Diskriminierung durch Onlineshop-Bestellmaske – Auch mit solchen Vorgaben und damit Maßnahmen der Darstellung bzw. Einstellung von Onlineshop und deren Software müssen sich Unternehmer:innen beschäftigen.
Das Gericht hatte in seinem Urteil vom 14. Dezember 2021 (Az.: 24 U 19/21) über einen geltend gemachten Entschädigungsanspruch sowie einen Unterlassungsanspruch zu entscheiden. Die klagende Person hatte dazu den unstreitigen Sachverhalt vorgetragen, dass die Onlineshop-Bestellmaske in dem Onlineshop des beklagten Unternehmens nur die Abfrage „Frau“ und „Herr“ enthielt.
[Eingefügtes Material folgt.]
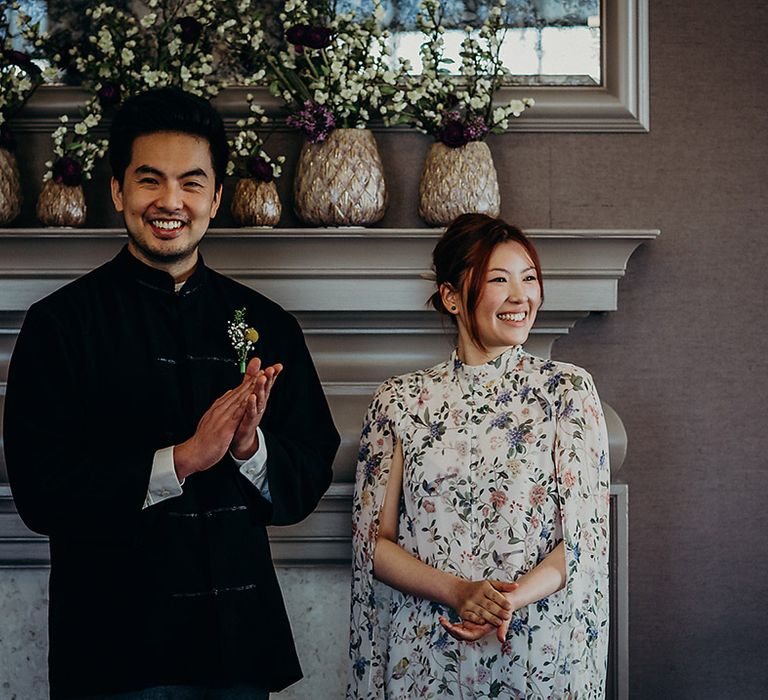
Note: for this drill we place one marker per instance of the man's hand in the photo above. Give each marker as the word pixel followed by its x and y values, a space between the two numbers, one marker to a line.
pixel 245 441
pixel 214 432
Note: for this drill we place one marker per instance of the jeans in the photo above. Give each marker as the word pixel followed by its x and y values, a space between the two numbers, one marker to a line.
pixel 187 692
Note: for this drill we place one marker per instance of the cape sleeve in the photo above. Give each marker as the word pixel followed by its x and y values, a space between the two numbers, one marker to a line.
pixel 300 435
pixel 583 483
pixel 370 598
pixel 63 482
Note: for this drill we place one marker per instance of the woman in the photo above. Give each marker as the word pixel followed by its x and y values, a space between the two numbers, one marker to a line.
pixel 481 505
Die Abfrage eines weiteren, „dritten“ Geschlechts, war zum Zeitpunkt des Abschlusses des Kaufvertrages nicht vorgesehen. Das beklagte Unternehmen verkauft Bekleidung.
Das Gericht sah zwar eine unzulässige verbotene unmittelbare Benachteiligung der klagenden Person wegen des Geschlechts nach § 19 I des Allgemeinen Gleichbehandlungsgesetzes (AGG). Allerdings wurde der Anspruch auf Entschädigung mangels schwerwiegender Intensität der Rechtsverletzung verneint. Eine Diskriminierung durch Onlineshop-Bestellmaske führte nicht zu einer Durchsetzung eines Anspruchs.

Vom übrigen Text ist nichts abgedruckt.